Dopo un primo interessamento dei servizi sociali è partita
l’indagine da cui è emerso che il 73enne avrebbe compiuto atti
sessuali a pagamento con la ragazza e, allorquando quest’ultima,
diventata maggiorenne, si è trasferita altrove anche con la
sorella più piccola, minore anche lei. Grazie a intercettazioni
telefoniche, pedinamenti e perquisizioni si sono raccolti
riscontri sulle modalità degli incontri e degli atti sessuali
con le due ragazze, che si svolgevano dietro il corrispettivo di
soldi o di regalie varie di modesta entità.

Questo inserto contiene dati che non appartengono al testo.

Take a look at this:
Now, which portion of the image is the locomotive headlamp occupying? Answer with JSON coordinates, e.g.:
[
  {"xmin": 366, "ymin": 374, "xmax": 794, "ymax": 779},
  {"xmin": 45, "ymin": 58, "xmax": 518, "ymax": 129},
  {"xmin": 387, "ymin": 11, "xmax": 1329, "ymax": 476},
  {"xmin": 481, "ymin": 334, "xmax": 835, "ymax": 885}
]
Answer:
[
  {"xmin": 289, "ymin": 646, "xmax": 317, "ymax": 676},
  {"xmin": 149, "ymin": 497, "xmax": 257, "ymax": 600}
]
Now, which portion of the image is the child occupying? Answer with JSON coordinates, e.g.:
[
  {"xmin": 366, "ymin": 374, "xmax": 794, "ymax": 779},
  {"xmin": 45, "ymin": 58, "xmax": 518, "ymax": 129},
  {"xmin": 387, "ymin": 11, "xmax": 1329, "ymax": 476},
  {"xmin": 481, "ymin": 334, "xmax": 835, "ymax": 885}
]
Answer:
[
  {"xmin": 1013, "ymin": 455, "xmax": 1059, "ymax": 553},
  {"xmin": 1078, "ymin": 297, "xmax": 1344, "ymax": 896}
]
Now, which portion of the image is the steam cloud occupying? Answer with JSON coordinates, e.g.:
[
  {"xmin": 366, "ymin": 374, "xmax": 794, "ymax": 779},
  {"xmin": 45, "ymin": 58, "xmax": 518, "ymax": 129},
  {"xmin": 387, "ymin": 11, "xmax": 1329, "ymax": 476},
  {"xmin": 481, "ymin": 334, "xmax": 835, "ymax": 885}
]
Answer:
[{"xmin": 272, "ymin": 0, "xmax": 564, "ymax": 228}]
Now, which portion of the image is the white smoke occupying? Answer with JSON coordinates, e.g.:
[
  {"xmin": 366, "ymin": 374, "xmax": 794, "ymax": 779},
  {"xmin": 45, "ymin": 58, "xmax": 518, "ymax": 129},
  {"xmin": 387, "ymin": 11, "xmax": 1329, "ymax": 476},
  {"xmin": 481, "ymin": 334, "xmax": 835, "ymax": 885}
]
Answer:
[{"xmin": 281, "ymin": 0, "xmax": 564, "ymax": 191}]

L’anziano ha indotto le vittime a realizzare alcuni scatti
intimi, per poi farseli inviare sul suo cellulare oltre a
chiedere alla madre delle minori di poter avere fotografie che
ritraessero anche una terza figlia, di soli 5 anni. E’ poi
emerso che la nonna convivente delle ragazzine, venuta al
corrente dei fatti, avrebbe non solo permesso la continuazione
delle frequentazioni ma anche pensato di realizzare un vero e
proprio tentativo di estorsione ai danni dell’uomo. Avrebbe
chiesto soldi per fare finta di nulla e non aggravare la sua
posizioni e poi, di fronte alla reazione dell’anziano, lo
avrebbe minacciato. (ANSA).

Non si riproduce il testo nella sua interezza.